Friday, 18 February 2005

Anti-Americanism

Back from an unofficial hiatus, I ran across an excellent article from The Economist ($) that goes into some detail on anti-Americanism:

So what explains France’s reputation for anti-Americanism? The main answer is that it is proclaimed bombastically by so many of those in France who strike political attitudes. They do this partly because of the rivalry between France and America, based on their remarkably similar self-images: the two countries both think they invented the rights of man, have a unique calling to spread liberty round the world and hold a variety of other attributes that make them utterly and admirably exceptional. Jealousy also plays a part. America is often better than France at activities that the French take great pride in, such as making movies or even cooking—at least if popular taste is the judge. And French politicians are not blind to the value of criticising someone else in order to divert attention from their own failures: French anti-Americanism tends to rise when France has just suffered a setback of some kind, whether defeat at the hands of the Germans, a drubbing in Algeria or the breakdown of the Fourth Republic.

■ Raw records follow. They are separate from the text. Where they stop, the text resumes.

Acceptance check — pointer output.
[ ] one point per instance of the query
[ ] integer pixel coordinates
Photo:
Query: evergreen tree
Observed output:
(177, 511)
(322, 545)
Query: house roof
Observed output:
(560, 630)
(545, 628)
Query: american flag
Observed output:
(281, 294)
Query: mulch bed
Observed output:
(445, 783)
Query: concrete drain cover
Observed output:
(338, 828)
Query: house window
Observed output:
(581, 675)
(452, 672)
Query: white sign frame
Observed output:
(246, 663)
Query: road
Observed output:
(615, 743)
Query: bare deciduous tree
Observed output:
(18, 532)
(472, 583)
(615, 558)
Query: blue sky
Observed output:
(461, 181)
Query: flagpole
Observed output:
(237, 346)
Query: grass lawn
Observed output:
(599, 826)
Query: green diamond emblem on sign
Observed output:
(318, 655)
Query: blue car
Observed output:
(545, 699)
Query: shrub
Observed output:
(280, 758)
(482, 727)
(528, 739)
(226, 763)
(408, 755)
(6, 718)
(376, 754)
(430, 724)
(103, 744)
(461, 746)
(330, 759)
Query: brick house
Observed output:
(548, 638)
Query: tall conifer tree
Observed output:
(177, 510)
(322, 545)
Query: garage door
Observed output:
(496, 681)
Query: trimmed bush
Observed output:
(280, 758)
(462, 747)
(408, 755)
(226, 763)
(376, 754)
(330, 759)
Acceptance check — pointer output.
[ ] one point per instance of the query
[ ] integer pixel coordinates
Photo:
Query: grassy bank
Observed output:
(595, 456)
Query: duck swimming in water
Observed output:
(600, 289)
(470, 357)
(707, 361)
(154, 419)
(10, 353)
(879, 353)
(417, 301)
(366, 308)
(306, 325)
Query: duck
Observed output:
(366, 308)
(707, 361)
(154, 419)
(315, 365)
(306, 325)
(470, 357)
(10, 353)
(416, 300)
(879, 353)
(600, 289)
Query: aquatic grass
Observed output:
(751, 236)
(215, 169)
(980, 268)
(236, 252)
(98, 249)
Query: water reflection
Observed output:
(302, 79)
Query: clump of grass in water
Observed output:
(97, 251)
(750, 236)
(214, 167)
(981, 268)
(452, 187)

Not many countries share all these characteristics, but several have some of them. Take Iran, where political diatribes, religious sermons, rent-a-mob demonstrations and heroic graffiti regularly denounce the Great Satan and all his doings. Anti-Americanism is central to the ideology of Iran’s ruling Shia clerics. Yet Iranians at large, like the French, are not noticeably hostile to America. The young in particular seem thoroughly pro-American, revelling in America’s popular culture, yearning for its sexual freedoms, some even hoping for an American deliverance from their oppression. Whether the affection runs deep is another matter: pro-Americanism among the young is a form of anti-regime defiance that might evaporate quickly if their country were attacked.

Yet why should the clerics bang on so relentlessly about the United States when the British were just as deeply involved in the overthrow of Mohammed Mossadegh’s regime in 1953, when Iraq under Saddam Hussein posed a much greater threat, and when, recently at least, America has shown itself ready to get rid of the Baathists next door and pave the way for a Shia-led government in Iraq? The main explanation, as in France, is rivalry. Iran’s theocratic regime has clear ambitions to be a leader not just of the Middle East but of the entire Muslim world. America, now avowedly bent on spreading democracy across the region, is in the way.

The article is very balanced and very good.

The points about Iran are well-taken. If we go after Iran, some day, it had better be articulated as something that’s in our self-interest, rather than flowery rhetoric about spreading democracy. I support the flowery rhetoric, but it’s not enough to sell an invasion on. We need to go in expecting that we will get little or no gratitude for liberating a people, and that we are likely to receive bile instead. The cause may be humiliation due to needing an outside power to free them, or it might be because Europe is allied against us again. Either way, I doubt gratitude will be forthcoming in the short term. A couple of decades, maybe.

2 comments:

Any views expressed in these comments are solely those of their authors; they do not reflect the views of the authors of Signifying Nothing, unless attributed to one of us.
[Permalink] 1. Allen Prather wrote @ Sat, 19 Feb 2005, 3:54 pm CST:

Robert,
Have you forgotten your Marxist upbringing? You have turned into a running mad dog! A reactionary capitalist pig!...lol…j/k

By chance does the article discuss why there is so much Anti-Americanism in the USA itself? Or, better yet, does it say if the French actually know what the term “laissez faire” means? It is, afterall, a french word (or words):)

Allen Prather

 

Allen,

It doesn’t address anti-Americanism in our own country, though it does assign a lot of blame to the left outside of our country, though. The “America is bad because [insert complaint here] and I hate them”. They also address the French by saying that they view themselves in similar terms as us. The Enlightment started there, so they “invented” the rights of man, and so forth.